Приехал как-то к нам в театр барин Сергей Владимирович Михалков (речь о поэте, авторе гимна России), и не один, а с представительной дамой. Высокая, красивая, белокурая женщина была одета в роскошную шубу ярко-красного цвета с длинным охвостьем. Я как загипнотизированный смотрел на эту лису, просто глаз оторвать не мог. А после спектакля выяснилось, что шубу у красавицы «увели» прямо из гардероба, как у жены английского посла в картине «Место встречи изменить нельзя». Она в шоковом состоянии, рыдает, тушь с ресниц течет черными ручьями. Вторую такую ей никто уже не купит, и от этого понимания становится еще хуже. А Михалков вместо слов утешения говорит даме, бьющейся в конвульсиях: «Милая, ну теперь-то вы, надеюсь, понимаете, что «Гамлет» — это ТРА-ГЕ-ДИЯ!»
Из дневника Валерия Золотухина
15 июня 1966 г.
Выпустили «Галилея». Вчера Высоцкий играл превосходно.

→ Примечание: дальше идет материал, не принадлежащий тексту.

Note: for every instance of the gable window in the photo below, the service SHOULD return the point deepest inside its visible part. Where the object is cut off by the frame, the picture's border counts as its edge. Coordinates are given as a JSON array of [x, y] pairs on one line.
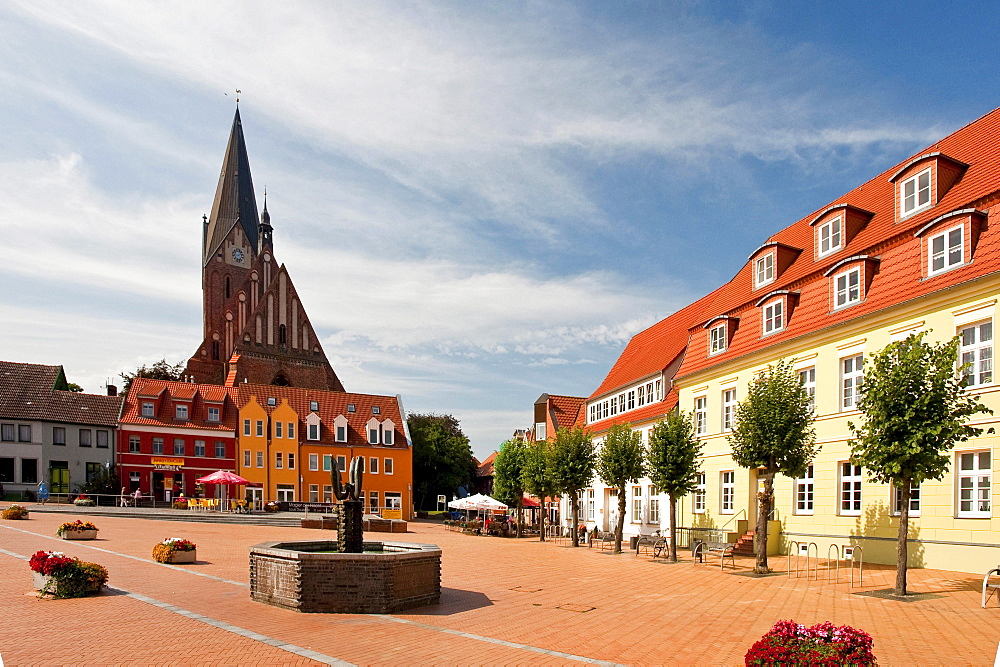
[[700, 415], [717, 339], [945, 251], [831, 236], [847, 288], [977, 354], [851, 376], [915, 193], [804, 490], [728, 409], [974, 476], [774, 317], [764, 270], [850, 488]]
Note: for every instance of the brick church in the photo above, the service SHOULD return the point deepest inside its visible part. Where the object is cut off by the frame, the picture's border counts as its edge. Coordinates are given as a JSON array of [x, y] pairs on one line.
[[256, 328]]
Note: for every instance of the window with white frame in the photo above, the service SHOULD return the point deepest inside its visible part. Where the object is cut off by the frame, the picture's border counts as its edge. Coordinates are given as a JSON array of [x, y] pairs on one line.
[[805, 492], [807, 378], [700, 415], [774, 316], [847, 288], [727, 492], [764, 270], [830, 236], [728, 409], [915, 193], [975, 472], [851, 378], [699, 494], [976, 354], [945, 251], [717, 339], [850, 488], [897, 500]]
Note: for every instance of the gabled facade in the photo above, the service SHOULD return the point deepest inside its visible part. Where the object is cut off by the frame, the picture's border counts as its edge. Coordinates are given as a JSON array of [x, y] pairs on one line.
[[171, 433], [255, 327], [917, 248], [50, 434]]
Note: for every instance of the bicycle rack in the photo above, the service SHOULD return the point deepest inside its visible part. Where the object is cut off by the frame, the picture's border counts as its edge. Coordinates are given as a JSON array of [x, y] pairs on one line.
[[855, 550], [829, 564]]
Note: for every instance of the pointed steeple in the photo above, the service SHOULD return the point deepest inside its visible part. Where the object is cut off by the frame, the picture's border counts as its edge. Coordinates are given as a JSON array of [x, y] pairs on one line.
[[234, 197]]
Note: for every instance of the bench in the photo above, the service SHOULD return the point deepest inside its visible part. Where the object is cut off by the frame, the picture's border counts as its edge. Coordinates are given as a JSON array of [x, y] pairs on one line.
[[724, 550]]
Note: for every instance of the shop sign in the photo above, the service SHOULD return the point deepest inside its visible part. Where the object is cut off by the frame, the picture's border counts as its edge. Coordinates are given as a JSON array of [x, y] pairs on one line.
[[168, 464]]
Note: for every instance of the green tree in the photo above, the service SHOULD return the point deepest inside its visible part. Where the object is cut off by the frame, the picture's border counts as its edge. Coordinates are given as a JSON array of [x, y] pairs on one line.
[[672, 463], [916, 410], [442, 458], [573, 468], [772, 433], [508, 477], [537, 479], [161, 370], [620, 463]]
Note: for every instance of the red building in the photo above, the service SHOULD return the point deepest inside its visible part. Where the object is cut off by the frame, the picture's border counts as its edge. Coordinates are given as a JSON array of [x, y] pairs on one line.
[[172, 433]]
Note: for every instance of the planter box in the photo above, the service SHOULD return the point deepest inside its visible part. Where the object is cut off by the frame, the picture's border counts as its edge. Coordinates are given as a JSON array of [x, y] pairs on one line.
[[79, 535], [183, 557], [42, 579]]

Просто блеск. Но сегодня играл Калягин. Первый раз, как будто в 100-й; успех такой же. Неужели каждый может быть так легко заменен? Страшно. Кому тогда все это нужно? Не могу смотреть Калягина. Высоцкий мыслит масштабно. Его темперамент оглушителен.
21 июня 1968 г.
Мне 29 лет. Высоцкий подарил мне рубашку синтетическую. Симпатичную, светло-шоколадного цвета, если такой бывает. Год назад он подарил мне брюки, они были на мне, я получался «весь в Высоцком».
1 августа 1980 г.
Ответственным за крышку гроба — таким я был в день похорон (Высоцкого).
11 декабря 1991 г.
Володя не требовал особых благ в жизни, особой зарплаты, одежды особой, еды, питья. Но если в компании была женщина или женщины, за ним было негласное, но безоговорочное право на любую из них. Первый выбор был за ним, остальные (мужчины) разбирали дам после него.